According to DCED, the site will be excavated to a depth of 10 feet after demolition and backfilled, with possible future use as greenspace.
“On behalf of Harrisburg City Council, we would like to extend our sincere appreciation and gratitude to all those involved in securing additional funding for the residents of South 14th Street,” said Harrisburg City Council President Wanda Williams, who did attend the tour.
“These funds will help the homeowners who have been displaced and suffered great agony over having to leave their homes,” Williams added. “We look forward to giving them some peace of mind after all they have been through.”
The announcement comes one month after Gov.
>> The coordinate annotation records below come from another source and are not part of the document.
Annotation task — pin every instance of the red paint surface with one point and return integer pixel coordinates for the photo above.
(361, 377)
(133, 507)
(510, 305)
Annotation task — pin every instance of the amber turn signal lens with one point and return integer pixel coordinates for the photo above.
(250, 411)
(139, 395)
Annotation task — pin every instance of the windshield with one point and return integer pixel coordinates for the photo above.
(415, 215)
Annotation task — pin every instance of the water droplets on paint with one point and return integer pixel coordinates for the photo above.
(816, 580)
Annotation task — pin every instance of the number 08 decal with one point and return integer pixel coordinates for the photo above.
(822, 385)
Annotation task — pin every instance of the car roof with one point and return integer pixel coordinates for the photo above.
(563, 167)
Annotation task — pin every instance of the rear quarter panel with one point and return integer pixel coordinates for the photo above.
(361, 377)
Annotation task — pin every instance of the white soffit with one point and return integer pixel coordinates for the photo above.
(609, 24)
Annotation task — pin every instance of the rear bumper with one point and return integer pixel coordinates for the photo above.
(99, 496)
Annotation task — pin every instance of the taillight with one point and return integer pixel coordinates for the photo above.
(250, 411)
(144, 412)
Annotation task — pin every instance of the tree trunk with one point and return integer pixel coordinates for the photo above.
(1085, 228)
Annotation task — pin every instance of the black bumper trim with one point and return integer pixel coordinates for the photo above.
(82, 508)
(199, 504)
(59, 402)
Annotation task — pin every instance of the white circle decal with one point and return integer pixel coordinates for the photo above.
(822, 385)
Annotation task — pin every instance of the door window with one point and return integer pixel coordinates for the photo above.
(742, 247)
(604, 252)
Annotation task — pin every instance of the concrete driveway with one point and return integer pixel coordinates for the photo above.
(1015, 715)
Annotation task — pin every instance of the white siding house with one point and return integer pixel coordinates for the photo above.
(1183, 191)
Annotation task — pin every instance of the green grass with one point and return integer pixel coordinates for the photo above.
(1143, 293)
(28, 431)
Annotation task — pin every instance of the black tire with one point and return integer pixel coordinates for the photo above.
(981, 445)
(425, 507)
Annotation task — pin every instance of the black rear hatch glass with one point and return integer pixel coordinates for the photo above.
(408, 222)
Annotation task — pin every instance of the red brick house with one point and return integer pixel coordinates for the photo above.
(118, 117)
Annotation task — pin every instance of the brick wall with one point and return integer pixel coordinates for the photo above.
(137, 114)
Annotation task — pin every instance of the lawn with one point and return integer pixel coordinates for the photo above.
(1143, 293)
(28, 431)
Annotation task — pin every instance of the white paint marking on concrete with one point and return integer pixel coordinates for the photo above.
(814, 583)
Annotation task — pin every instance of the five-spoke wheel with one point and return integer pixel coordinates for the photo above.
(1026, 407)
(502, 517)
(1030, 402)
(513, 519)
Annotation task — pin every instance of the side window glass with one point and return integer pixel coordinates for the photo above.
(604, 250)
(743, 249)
Tom Wolf announced that the Pennsylvania Emergency Management Agency received approval for $1.65 million in federal funding through Federal Emergency Management Agency. DCED this year identified the sinkhole area as a priority for disaster relief federal funding.
“The sinkholes have caused numerous problems for families living along 14th Street, so this is good news for the neighbors who have been suffering while waiting for a solution,” said state Sen. Rob Teplitz (D-Dauphin).
Stephen Bekanich, Director of the Pennsylvania Emergency Management Agency’s Bureau of Recovery and Mitigation, said further announcements should be made in the next two weeks about meetings to be held with residents about how the buyout process will work.